Texas: AI Ethics Guidance for Law Firms
Verified April 23, 2026
- Citation
- Tex. Prof'l Ethics Comm., Op. 705 (February 2025)
- Opinion date
- February 2025
Summary
Texas has formal Ethics Opinion 705 (Feb 2025), a comprehensive TRAIL task force report, and the most developed federal court AI rule framework of any state, with binding local rules in three of four federal districts. A Dallas attorney was sanctioned in October 2025 under N.D. Tex. Rule 7.2(f) for undisclosed AI use.
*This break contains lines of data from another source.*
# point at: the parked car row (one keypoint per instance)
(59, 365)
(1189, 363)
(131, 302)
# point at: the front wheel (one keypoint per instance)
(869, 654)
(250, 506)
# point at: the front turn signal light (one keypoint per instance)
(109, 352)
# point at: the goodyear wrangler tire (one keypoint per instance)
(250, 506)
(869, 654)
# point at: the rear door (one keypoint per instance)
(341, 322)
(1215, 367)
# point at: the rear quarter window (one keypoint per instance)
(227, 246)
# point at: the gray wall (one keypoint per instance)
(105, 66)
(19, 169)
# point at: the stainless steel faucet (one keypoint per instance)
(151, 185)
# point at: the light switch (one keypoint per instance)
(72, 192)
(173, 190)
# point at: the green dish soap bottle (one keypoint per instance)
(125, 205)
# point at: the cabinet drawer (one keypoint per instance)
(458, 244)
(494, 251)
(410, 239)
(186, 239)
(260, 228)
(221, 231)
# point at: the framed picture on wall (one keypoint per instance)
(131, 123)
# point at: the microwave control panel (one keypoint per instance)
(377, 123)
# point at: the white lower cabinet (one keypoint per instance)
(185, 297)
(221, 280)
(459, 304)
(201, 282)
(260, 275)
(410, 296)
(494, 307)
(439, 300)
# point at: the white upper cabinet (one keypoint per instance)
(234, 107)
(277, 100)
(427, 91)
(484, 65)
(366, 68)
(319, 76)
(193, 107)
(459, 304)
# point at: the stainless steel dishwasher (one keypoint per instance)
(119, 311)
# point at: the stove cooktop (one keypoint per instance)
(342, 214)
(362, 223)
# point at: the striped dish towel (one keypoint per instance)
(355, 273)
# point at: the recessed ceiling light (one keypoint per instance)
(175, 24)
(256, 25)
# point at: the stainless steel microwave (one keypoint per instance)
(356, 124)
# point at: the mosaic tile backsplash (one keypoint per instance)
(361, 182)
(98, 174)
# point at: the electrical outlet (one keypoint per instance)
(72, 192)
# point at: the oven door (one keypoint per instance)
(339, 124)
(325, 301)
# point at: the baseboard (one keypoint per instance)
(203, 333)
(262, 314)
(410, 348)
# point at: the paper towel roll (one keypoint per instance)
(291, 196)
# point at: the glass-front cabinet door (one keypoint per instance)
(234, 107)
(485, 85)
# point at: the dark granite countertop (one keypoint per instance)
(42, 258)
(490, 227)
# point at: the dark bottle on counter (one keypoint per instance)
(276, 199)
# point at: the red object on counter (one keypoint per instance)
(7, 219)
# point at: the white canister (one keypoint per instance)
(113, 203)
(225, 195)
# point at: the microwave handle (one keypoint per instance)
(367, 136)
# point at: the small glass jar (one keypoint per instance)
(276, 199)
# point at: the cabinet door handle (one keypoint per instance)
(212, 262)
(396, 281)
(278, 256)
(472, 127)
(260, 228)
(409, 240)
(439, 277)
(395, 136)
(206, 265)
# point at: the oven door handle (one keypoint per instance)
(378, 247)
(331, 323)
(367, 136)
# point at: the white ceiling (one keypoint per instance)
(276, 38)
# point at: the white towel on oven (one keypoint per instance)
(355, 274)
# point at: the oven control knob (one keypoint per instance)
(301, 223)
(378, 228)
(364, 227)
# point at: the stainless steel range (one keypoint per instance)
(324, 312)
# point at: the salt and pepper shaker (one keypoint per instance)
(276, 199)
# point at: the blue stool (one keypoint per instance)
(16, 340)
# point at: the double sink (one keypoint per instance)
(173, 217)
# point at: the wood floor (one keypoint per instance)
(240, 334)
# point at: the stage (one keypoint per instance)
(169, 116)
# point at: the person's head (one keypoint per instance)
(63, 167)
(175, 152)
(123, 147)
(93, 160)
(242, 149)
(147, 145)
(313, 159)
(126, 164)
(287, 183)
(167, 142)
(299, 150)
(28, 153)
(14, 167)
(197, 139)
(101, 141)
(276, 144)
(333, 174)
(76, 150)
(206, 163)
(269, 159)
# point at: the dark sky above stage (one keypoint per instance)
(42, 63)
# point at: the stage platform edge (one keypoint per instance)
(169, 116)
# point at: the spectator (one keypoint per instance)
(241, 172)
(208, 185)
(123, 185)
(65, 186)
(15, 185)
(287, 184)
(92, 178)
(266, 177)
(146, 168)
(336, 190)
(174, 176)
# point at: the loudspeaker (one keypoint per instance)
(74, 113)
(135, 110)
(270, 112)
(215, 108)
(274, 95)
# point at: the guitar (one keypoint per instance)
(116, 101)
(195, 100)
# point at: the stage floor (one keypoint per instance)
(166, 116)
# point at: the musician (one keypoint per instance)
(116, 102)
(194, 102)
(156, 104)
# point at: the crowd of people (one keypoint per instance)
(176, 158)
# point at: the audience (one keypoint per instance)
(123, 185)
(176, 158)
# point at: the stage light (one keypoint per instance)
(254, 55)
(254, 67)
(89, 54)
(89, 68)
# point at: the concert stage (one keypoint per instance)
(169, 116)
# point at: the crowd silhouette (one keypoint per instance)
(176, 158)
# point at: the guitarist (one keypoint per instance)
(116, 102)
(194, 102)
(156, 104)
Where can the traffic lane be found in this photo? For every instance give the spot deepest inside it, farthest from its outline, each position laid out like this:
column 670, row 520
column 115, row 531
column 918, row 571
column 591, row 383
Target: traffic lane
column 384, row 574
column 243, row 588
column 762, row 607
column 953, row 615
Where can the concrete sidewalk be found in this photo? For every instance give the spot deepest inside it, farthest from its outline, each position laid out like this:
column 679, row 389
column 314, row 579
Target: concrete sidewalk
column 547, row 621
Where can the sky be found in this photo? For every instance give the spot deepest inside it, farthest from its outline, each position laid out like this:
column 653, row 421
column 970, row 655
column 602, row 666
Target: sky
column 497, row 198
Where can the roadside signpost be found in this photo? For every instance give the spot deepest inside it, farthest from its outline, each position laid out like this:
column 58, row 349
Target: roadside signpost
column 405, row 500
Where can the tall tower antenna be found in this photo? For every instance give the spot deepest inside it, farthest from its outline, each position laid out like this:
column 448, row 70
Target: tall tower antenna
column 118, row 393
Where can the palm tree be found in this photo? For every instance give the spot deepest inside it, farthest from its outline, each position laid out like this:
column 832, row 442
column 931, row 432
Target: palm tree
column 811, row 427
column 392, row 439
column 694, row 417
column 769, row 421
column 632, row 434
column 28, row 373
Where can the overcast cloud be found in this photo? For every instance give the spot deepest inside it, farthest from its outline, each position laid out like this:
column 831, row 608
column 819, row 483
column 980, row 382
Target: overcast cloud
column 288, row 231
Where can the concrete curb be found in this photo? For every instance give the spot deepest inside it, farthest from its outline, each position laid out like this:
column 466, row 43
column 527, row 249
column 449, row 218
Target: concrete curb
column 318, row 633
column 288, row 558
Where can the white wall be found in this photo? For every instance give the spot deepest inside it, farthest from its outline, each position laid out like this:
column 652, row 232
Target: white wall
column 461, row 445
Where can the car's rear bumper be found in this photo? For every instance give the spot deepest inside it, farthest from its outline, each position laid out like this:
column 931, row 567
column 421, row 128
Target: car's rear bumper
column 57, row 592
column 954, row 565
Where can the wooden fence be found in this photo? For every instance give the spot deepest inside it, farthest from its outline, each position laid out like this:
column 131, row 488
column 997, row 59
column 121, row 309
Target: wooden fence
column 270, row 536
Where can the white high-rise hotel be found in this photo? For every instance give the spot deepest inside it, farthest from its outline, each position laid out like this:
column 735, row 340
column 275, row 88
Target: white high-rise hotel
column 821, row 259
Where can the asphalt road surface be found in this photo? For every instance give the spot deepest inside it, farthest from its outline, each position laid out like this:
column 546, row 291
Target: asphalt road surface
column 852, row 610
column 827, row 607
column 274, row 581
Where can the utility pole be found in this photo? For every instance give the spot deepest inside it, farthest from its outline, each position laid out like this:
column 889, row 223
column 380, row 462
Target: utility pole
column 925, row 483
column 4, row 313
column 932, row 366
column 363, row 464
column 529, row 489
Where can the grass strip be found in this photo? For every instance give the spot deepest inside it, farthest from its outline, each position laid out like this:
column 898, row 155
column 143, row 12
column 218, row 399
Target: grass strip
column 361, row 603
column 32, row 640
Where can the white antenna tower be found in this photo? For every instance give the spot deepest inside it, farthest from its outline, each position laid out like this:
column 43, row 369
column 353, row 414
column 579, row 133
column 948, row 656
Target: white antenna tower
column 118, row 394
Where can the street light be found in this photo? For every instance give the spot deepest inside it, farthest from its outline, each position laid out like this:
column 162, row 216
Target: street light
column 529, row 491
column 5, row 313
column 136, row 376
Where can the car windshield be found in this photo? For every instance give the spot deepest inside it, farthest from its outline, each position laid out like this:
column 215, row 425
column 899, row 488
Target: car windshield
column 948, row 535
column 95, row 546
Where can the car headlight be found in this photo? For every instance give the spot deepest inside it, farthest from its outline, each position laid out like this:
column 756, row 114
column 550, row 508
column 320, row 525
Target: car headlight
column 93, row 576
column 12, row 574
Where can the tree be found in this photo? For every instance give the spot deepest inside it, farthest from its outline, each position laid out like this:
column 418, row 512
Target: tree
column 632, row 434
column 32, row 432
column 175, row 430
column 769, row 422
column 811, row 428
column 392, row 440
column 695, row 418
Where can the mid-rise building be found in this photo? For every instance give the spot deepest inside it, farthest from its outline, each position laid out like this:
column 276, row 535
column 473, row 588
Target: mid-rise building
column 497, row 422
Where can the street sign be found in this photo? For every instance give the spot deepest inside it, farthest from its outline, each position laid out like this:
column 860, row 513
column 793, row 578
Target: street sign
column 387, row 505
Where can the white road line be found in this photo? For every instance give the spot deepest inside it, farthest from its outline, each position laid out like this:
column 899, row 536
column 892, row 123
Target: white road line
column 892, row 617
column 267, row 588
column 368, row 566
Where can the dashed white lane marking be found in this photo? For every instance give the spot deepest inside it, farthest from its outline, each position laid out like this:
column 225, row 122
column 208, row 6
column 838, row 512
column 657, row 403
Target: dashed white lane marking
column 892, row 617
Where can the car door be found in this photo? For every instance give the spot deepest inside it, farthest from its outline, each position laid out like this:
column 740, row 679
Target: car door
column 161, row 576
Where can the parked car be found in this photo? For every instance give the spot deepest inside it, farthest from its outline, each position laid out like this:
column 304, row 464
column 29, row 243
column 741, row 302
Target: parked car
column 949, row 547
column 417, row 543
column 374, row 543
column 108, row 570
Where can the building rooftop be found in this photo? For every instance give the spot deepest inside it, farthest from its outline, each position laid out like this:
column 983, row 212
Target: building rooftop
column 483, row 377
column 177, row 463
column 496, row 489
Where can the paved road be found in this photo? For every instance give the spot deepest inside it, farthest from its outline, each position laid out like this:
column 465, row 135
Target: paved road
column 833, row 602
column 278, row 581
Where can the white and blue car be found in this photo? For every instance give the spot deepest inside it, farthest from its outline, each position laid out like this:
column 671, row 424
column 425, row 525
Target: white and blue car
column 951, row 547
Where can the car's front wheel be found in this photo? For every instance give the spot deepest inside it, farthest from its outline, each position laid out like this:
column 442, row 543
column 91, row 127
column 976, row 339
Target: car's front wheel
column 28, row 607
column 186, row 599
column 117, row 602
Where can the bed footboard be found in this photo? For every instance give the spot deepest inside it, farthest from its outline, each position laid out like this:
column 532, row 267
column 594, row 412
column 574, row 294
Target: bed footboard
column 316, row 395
TLIE has published multiple AI-specific risk advisories.
On this page
- Texas Professional Ethics Committee Opinion 705
- Practice resources
- What federal courts in Texas require for AI use in filings
- What Texas state courts require for AI use in filings
- Has anyone been sanctioned for AI use in Texas?
- What AI-related rules are pending in Texas?
- How do malpractice carriers in Texas treat AI use?
- What does my Texas malpractice carrier ask about AI at renewal?
- What documentation should a Texas firm keep on file?
- Court orders (17)
- AI sanctions cases (25)
- Applicable rules (reference)
Bottom line for a 5-50 attorney Texas firm: Texas Professional Ethics Committee Opinion 705 (February 2025) is the binding interpretive authority, paired with the most developed federal court AI rule framework in the country: three of four Texas federal districts impose binding obligations. A Dallas attorney was sanctioned in October 2025 under N.D. Tex. Rule 7.2(f) for undisclosed AI use, the first confirmed Texas AI sanctions case. TLIE’s published AI guidance is the clearest carrier signal in any state.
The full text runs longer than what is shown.